Город замер. Никто не осмеливался показаться на улицах. На дверных ручках домов висели белые тряпки. Из окон, приподняв край занавески, испуганно глядели женщины и дети.

Один из мотоциклистов повернулся и помчался обратно мимо госпиталя. Вскоре на дороге показались бронированные автомобили, грузовики, платформы. На них стояли большие пулеметы, обращенные дулом на город, а на скамьях сидели неподвижные серо-зеленые солдаты, в шлемах, в очках, с винтовками, лиц их не было видно. Машины были тусклы, запылены, все сливалось в одну серо-зеленую массу — люди, пулеметы, машины.
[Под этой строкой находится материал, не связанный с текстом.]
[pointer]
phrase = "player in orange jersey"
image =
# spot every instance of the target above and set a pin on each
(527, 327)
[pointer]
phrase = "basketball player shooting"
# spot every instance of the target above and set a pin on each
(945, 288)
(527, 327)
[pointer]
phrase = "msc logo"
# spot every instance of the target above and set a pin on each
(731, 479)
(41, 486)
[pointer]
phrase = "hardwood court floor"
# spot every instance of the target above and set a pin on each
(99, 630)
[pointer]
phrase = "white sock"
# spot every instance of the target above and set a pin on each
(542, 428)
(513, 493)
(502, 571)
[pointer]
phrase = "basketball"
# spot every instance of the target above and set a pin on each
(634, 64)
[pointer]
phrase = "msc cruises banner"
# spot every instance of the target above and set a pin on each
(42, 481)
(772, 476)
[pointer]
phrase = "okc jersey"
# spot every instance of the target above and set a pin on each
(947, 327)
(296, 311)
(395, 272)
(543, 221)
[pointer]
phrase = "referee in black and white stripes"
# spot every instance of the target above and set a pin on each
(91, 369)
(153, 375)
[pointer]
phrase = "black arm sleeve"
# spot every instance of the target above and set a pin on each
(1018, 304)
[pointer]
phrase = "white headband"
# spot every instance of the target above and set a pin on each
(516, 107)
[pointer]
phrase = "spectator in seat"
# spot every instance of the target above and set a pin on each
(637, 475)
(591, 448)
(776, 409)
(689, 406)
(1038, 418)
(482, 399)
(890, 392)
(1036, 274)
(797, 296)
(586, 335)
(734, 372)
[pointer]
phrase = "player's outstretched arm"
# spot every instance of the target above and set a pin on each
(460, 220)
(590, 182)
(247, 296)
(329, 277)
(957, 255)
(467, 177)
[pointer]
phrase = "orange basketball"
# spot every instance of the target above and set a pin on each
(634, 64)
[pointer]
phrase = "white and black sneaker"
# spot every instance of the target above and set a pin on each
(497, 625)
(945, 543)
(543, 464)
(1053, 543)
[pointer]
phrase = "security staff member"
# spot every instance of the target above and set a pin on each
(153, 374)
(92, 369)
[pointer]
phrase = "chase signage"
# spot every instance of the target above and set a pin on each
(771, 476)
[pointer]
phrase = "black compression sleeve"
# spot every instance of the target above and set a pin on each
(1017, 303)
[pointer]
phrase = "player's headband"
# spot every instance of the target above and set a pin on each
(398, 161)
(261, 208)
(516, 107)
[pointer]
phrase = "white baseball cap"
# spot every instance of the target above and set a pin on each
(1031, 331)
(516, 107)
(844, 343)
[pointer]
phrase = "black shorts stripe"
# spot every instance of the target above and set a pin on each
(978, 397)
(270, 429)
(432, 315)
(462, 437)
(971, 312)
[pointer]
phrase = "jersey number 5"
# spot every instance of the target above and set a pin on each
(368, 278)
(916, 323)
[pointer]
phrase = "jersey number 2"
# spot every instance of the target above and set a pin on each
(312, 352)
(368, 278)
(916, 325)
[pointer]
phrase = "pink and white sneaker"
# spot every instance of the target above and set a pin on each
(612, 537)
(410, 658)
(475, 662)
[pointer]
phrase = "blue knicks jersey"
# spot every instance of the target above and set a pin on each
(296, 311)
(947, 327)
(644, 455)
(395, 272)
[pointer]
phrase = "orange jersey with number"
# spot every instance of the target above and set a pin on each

Затем показались открытые легковые автомобили. Они остановились недалеко от нас, из них вышли офицеры, высокие, серо-зеленые, в автомобильных очках, туго затянутые, державшиеся прямо и твердо, как-то деревянно. Они сняли очки и о чем-то громко переговаривались резкими, отрывистыми словами, так непохожими на звучный и какой-то округлый французский говор.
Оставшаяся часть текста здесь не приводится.